Une bananeraie infectée par le virus Bunchy Top du bananier.

Prévention et gestion de la maladie du Bunchy Top du bananier en Afrique centrale

En 2018, la FAO a publié un guide de prévention et gestion de la maladie du Bunchy Top du bananier qui est virulent en Afrique Centrale. Le virus représente une des plus graves menaces pour l’ensemble des cultures de bananes et plantains.

L’organisation des Nations unies pour l’alimentation et l’agriculture (FAO) a publié le guide « Prévention et gestion de la maladie du Bunchy Top du bananier en Afrique Centrale » en 2018.

La banane représente l’un des produits de base de l’alimentation des populations en Afrique centrale avec 35 pour cent d’apports en calories. La culture de la banane en Afrique centrale occupe plus de 50 pour cent de la population active rurale et contribue significativement au produit intérieur brut agricole des pays de cette sous-région. Elle joue donc un rôle très important dans la sécurité alimentaire des populations, dans la nutrition et contribue également à l’amélioration des revenus des petits producteurs.

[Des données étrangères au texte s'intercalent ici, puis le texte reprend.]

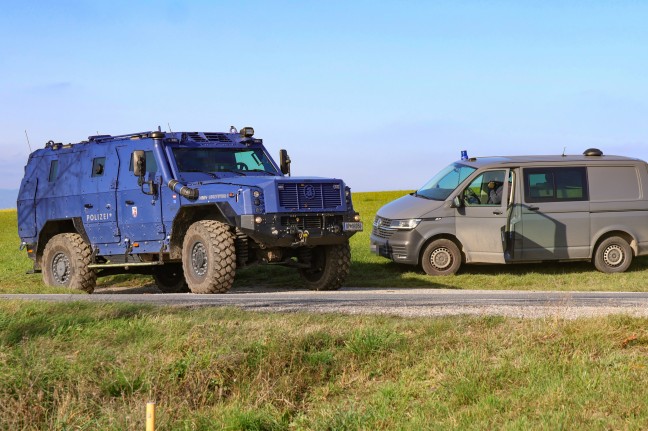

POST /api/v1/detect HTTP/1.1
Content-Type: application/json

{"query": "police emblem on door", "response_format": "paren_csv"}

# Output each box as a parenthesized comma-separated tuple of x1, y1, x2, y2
(303, 185, 316, 200)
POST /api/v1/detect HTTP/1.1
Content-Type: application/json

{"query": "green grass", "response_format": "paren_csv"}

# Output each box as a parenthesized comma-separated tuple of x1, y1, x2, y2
(4, 198, 648, 429)
(1, 302, 648, 430)
(4, 192, 648, 293)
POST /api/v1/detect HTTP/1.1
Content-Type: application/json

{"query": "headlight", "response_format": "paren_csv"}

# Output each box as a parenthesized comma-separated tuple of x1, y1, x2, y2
(389, 219, 422, 230)
(253, 190, 261, 198)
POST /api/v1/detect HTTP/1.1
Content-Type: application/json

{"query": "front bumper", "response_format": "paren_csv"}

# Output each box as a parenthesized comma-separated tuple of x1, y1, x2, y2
(238, 213, 362, 247)
(370, 228, 424, 265)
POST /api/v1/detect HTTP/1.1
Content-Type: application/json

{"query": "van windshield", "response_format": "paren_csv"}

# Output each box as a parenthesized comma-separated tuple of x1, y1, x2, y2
(416, 163, 476, 201)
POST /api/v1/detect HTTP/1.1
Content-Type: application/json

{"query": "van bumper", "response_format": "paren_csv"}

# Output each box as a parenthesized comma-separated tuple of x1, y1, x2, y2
(369, 230, 422, 265)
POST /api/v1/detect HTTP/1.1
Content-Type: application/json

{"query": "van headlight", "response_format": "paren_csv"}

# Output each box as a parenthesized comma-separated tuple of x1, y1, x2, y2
(389, 219, 422, 230)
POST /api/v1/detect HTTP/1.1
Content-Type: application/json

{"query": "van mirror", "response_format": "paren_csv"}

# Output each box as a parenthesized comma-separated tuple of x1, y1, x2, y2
(452, 196, 464, 208)
(133, 151, 145, 177)
(279, 149, 291, 176)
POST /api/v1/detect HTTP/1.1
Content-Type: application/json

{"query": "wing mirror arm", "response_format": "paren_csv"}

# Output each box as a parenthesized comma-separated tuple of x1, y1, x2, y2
(132, 150, 157, 196)
(451, 195, 464, 208)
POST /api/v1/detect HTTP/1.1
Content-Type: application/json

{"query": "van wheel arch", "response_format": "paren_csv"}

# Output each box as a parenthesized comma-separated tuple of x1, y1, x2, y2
(593, 231, 636, 258)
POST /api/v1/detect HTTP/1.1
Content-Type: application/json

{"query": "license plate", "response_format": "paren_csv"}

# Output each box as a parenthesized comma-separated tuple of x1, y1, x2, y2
(343, 222, 363, 232)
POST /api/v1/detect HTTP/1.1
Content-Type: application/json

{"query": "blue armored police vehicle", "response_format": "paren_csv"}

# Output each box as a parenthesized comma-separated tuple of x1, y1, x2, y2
(17, 127, 363, 293)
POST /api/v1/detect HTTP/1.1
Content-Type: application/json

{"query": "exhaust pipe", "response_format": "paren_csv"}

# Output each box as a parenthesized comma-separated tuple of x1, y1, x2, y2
(151, 132, 198, 200)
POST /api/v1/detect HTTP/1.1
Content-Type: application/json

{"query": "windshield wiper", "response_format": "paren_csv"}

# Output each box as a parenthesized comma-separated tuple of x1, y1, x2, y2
(247, 168, 278, 176)
(182, 169, 218, 178)
(218, 168, 246, 176)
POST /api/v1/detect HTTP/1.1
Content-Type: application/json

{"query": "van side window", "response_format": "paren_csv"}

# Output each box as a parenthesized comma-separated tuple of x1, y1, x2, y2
(92, 157, 106, 177)
(128, 151, 158, 173)
(48, 160, 59, 182)
(524, 167, 588, 203)
(463, 170, 506, 205)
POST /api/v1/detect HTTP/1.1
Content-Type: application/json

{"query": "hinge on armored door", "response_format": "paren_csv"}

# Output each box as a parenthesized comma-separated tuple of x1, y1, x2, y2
(156, 224, 165, 234)
(111, 178, 118, 189)
(113, 227, 120, 237)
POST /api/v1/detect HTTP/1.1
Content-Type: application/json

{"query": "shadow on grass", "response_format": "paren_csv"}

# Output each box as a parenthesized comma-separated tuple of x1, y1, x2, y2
(1, 302, 149, 345)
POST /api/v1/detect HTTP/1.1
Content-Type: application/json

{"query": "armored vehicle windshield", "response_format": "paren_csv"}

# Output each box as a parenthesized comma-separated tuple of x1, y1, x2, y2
(172, 147, 279, 179)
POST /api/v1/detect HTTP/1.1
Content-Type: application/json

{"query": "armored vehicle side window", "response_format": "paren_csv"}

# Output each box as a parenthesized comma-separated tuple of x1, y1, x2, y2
(48, 160, 59, 182)
(92, 157, 105, 177)
(129, 151, 157, 173)
(524, 167, 588, 203)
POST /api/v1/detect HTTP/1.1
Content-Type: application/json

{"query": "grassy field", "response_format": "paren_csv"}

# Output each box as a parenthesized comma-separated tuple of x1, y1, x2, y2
(3, 191, 648, 293)
(1, 301, 648, 430)
(3, 195, 648, 429)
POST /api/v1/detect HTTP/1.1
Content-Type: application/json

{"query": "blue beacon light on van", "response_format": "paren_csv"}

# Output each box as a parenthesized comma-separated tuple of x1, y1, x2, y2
(461, 150, 468, 160)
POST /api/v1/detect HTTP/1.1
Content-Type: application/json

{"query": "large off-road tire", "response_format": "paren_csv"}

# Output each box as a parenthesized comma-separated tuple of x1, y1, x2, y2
(182, 220, 236, 293)
(42, 233, 96, 293)
(153, 263, 190, 293)
(421, 239, 462, 276)
(299, 243, 351, 291)
(594, 236, 633, 273)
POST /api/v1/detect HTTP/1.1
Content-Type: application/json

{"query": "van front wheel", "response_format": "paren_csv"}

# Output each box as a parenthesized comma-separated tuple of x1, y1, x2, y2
(421, 239, 461, 276)
(594, 236, 633, 273)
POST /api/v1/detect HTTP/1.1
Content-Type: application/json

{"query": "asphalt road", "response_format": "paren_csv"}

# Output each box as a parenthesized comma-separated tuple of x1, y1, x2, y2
(3, 288, 648, 319)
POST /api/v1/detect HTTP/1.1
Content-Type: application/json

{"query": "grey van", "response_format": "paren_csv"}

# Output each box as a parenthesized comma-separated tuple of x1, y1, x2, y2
(370, 149, 648, 275)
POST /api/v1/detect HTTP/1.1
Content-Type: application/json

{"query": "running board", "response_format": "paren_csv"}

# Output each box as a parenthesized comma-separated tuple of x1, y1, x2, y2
(88, 262, 164, 269)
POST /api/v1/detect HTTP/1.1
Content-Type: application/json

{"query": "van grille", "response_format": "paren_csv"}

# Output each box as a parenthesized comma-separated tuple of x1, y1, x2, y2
(372, 216, 395, 239)
(277, 183, 343, 210)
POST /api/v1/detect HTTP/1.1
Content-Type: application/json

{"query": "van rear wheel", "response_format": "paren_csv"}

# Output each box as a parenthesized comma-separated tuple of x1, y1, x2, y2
(42, 233, 96, 293)
(594, 236, 633, 273)
(421, 239, 461, 276)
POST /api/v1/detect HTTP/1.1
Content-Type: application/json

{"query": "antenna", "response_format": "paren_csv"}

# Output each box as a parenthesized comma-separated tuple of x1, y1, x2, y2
(562, 146, 566, 157)
(167, 122, 173, 133)
(158, 125, 162, 132)
(24, 130, 32, 152)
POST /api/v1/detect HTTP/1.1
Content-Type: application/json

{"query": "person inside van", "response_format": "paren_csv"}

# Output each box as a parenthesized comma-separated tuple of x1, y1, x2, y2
(487, 180, 504, 204)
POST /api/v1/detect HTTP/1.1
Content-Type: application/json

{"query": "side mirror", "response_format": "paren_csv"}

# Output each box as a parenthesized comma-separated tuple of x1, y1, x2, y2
(133, 151, 146, 177)
(279, 149, 291, 176)
(452, 195, 464, 208)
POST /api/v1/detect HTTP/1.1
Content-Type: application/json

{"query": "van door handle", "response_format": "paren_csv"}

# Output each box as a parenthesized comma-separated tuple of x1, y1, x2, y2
(493, 210, 503, 215)
(84, 203, 93, 209)
(528, 206, 540, 211)
(125, 200, 135, 205)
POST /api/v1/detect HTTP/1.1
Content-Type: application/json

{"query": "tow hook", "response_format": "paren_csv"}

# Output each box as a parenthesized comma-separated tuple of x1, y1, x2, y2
(19, 242, 27, 251)
(291, 229, 310, 247)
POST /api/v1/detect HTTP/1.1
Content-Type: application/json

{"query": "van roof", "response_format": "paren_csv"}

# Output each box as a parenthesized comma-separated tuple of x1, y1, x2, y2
(460, 154, 644, 168)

Le développement de la banane est cependant entravé par un certain nombre de maladies, dont le flétrissement bactérien de la banane et la maladie du Bunchy Top du Bananier (BBTD), causée par un virus (Banana Bunchy Top Virus-BBTV) dont le vecteur est un puceron, Pentalonia nigronervosa.

En 2015, la FAO a mis en place le projet « Appui à la prévention et la gestion de la maladie de Bunchy Top du Bananier au Cameroun, au Gabon et en Guinée Équatoriale. » Grâce aux analyses menées sur les échantillons collectés, il a été établi que le virus du BBTD est présent dans huit provinces sur neuf au Gabon et dans le sud du Cameroun. Il n’a pas été identifié en Guinée équatoriale. Le virus représente une des plus graves menaces pour l’ensemble des cultures de bananes et plantains. En effet, il est hautement contagieux sur courtes et longues distances, et très difficile à éradiquer. Ses effets sont ravageurs : les bananiers deviennent stériles ou produisent des fruits non comestibles. Or la culture de la banane fruit et du plantain est fondamentale en Afrique centrale tant au niveau économique qu’alimentaire.

Cependant, une sensibilisation continue des populations à la maladie et aux moyens d’y remédier, ainsi que la collaboration des services de douane et de quarantaine, sont fondamentales pour endiguer l’infection et permettre son éradication. La création de supports de communication et le partage d’informations entre parties prenantes permettront de lutter efficacement contre les progrès de cette maladie endémique, et de prévenir une catastrophe phytosanitaire et économique.